Texto de Florencia Maffeo. Publicado originalmente com o título: “Mujeres bellas y fuertes se han ido… ¡a la marcha!”, no site Marcha em 19/10/2016. Tradução de Bia Cardoso para as Blogueiras Feministas.

Argentina, 2016. Foto de Tadeo Bourbon/Site Marcha.
Argentina, 2016. Foto de Tadeo Bourbon/Site Marcha.

“Gritos por toda noite, o vizinho e um corpo. Na estrada de terra se vai. Mulheres bonitas e fortes se foram, meu amigo, e não voltarão”. Hoje #NósParamos e nos mobilizamos. Reflexões urgentes para um dia que será história.

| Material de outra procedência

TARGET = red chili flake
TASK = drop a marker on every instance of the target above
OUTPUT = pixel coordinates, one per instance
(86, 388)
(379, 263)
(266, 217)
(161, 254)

“Você tem raiva por ter nascido mulher?”, me perguntou minha psicóloga, em meio a uma difícil sessão, fazendo referência a forma como o mundo tem me enxergado há 29 anos. Eu não entendi a pergunta, então, em seguida questionou: “Vamos ver, me fale sobre a história das mulheres de sua família, de suas avós. Como você as descreveria? Fortes? Sofredoras?”. Comecei a pensar. Se há algo que se destaca nas mulheres de minha família é o fato de serem trabalhadoras. Duas avós que trabalharam (uma delas ainda trabalha) desde jovens. Minhas bisavós também não ficam atrás, e a reconstrução dessa árvore genealógica me leva até uma tataravó anarquista. Mulheres que trabalham no campo, empregadas domésticas, operárias em fábricas têxteis e de tabaco, cozinheiras que mantinham butecos onde comiam operários de fábricas de tijolos, professoras e babás. Mulheres que também eram chefes de família, algumas sustentaram suas famílias sozinhas. O trabalho doméstico não era algo que pudessem evitar fazer. Cuidar das crianças após um dia de trabalho, organizar a casa, limpar, passar, cozinhar, costurar e fazer as roupas — que o salário não conseguiu comprar — para vestir filhas, filhos, netas e netos. Cozinhar para toda família, pôr a mesa e lavar os pratos enquanto os homens seguiam conversando sobre futebol e política.